Andaba por ahí cerca: El amor libre o el estribillo Paz y Amor. Y ese mismo año
el hombre llega a la luna (1969). Y pocos años después de la muerte de Carson McCullers, una canción rompe
los diales de las emisoras de radio. Una
canción soul, Midnight Train To Georgia(1973), un sencillo Numero 1
por Gladys Knight & the Pips, que canta a lo profundo del Sur. Es el regreso a casa tras las búsquedas
fallidas por el gran sueño americano.
Carson McCullers intento atrapar
el Sueño Americano, se fue a los 17 años a Nueva York. Quiso estudiar en Juilliard
una de las más prestigiosa y competitivas academias de música de Estados Unidos.
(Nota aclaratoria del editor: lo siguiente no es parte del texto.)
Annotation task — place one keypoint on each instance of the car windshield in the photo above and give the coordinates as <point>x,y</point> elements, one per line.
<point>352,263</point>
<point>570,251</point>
Nunca entró pero asistió a cursos de escritura creativa en Columbia University
y New York University . A los 23 años escribe y publica su primera novela, había
triunfado y ya estaba instalada en el gran mundo literario. Ganó la beca Guggenheim,
en 1942 y de la Academia Estadounidense de las Artes y las Letras, en 1946. En
1948 la revista Mademoiselle la nombra una de las diez mujeres más importantes
de Estados Unidos. Y la revista Quick le nombra una de las mejores escritoras
de postguerra. Escritores de la talla de Gore Vidal y Graham Greene alabaron su
obra. Ella fue amiga del dramaturgo Tenesse Willian, del novelista Paul Bowles
y del músico Benjamin Britten.
No hay duda que Carson McCullers
fue una escritora exitosa pero igualmente infeliz. Y es un milagro que no
terminara como la talentosa y malograda Silvia Plath o Ann Sexton. Ella en varios momentos estuvo al
borde del suicidio. Pese a la zozobra de su vida, sus achacosas enfermedades, medicamentos,
depresiones, alcohol y su doblete de fracasos matrimoniales y sin hijos. Uno al
final se pregunta si toda esa vehemencia por triunfar en la enorme burbuja del sueño
americano, valió la pena. Por supuesto nunca sabremos su respuesta. Pero al
escuchar la canción soul Midnight
Train To Georgia. Uno se pregunta
si Carson McCullers, hubiese escuchado
esa canción y quizá reflexionado sobre su contenido, ella se hubiera
subido a ese tren siguiendo a su amor
que en la vida real parece nunca encontró. Felicidad a
veces lograda fugazmente disfrazada de un relativo éxito literario. Aunque
casi siempre con un final existencial maltrecho. La vida misma de Carson McCullers a pesar de
sus relativos éxitos literarios siempre estuvo rodeada de la zozobra y de
la infelicidad. Al final ella termino siendo un personaje de sus novelas y cuentos; una
cazadora solitaria buscando un corazón que le diera aunque sea una felicidad pálida. Para al final, quizá subirse en el tren melancólico y de
medianoche que siempre regresa a
Georgia.
On that midnight train to
Georgia,
And he's goin' back
To a simpler place and
time.
And I'll be with him
On that midnight train to
Georgia,
I'd rather live in his
world
Than live without him in mine.
Carson McCullerss
(Columbus, Georgia, 1917 - Nyack, Nueva York, 1967)
3572 palabras
El transeúnte
“The Sojourner”
Originalmente publicado en la revista Mademoiselle, mayo de 1950
The Ballad of the Sad Café and Other Stories (1951)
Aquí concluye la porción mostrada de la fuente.